McCaskill also paid $198 in penalties and interest after she was late on her spring 2010 property tax payment. And records show she paid a fine and interest for a late payment in 2008, the newspaper reported.
This year, McCaskill paid her taxes early and in advance for the full year, her campaign said Monday.
McCaskill is seeking a second, six-year term in the Senate in this year’s elections. The Republican field of challengers includes former Missouri Treasurer Sarah Steelman, U.S. Rep. Todd Akin and St. Louis businessman John Brunner.
Reports about the late condominium taxes come after McCaskill took responsibility last year for $320,000 in back taxes, interest and penalties on an airplane her family owned in St. Louis County.
Missouri Republican Party Executive Director Lloyd Smith said the late tax payments show McCaskill, a former state auditor, doesn’t follow her own talk about accountability and fiscal oversight
“Claire McCaskill must believe that there are two sets of rules — one for her and one for everyone else,” Smith said. “McCaskill has made a career out of lecturing others about accountability, oversight and paying their taxes. But at the same time, she has a history of tax problems.”
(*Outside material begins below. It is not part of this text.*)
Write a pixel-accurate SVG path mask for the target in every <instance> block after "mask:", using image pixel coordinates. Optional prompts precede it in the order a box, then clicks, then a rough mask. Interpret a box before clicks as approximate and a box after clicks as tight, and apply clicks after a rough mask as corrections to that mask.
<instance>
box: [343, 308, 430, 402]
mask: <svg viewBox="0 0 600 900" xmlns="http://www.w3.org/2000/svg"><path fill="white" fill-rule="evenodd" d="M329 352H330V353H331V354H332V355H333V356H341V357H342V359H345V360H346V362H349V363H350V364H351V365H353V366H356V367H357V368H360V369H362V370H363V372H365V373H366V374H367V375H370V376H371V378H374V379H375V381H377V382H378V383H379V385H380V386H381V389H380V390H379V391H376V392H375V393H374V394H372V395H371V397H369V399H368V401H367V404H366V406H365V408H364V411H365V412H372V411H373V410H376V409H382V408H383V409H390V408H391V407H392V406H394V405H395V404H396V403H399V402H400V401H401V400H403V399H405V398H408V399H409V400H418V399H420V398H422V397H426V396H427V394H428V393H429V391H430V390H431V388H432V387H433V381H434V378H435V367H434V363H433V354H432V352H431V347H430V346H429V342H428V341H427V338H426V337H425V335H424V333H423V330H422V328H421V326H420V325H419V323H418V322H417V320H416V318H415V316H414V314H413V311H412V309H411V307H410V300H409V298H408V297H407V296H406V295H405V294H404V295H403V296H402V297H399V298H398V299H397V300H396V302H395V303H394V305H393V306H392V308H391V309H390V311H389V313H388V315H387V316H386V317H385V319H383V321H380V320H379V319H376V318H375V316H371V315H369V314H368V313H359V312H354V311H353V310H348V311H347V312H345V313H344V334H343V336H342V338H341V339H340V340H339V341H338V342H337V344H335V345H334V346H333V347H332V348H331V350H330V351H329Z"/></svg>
McCaskill campaign spokesman Erik Dorey called the report about her late condo tax payments a “petty political attack, planted by pathetically desperate Republican operatives over a simple misunderstanding that amounts to a couple hundred dollars and couple of weeks.”
Republican U.S. Sen. Roy Blunt, of Missouri, also has had tax issues related to property he owned in Washington, D.C., with his wife. When he was a congressman in 2009, Blunt erroneously claimed an exemption only available to D.C. residents. The district’s government took the blame, but Blunt ended up paying nearly $7,000 in back taxes.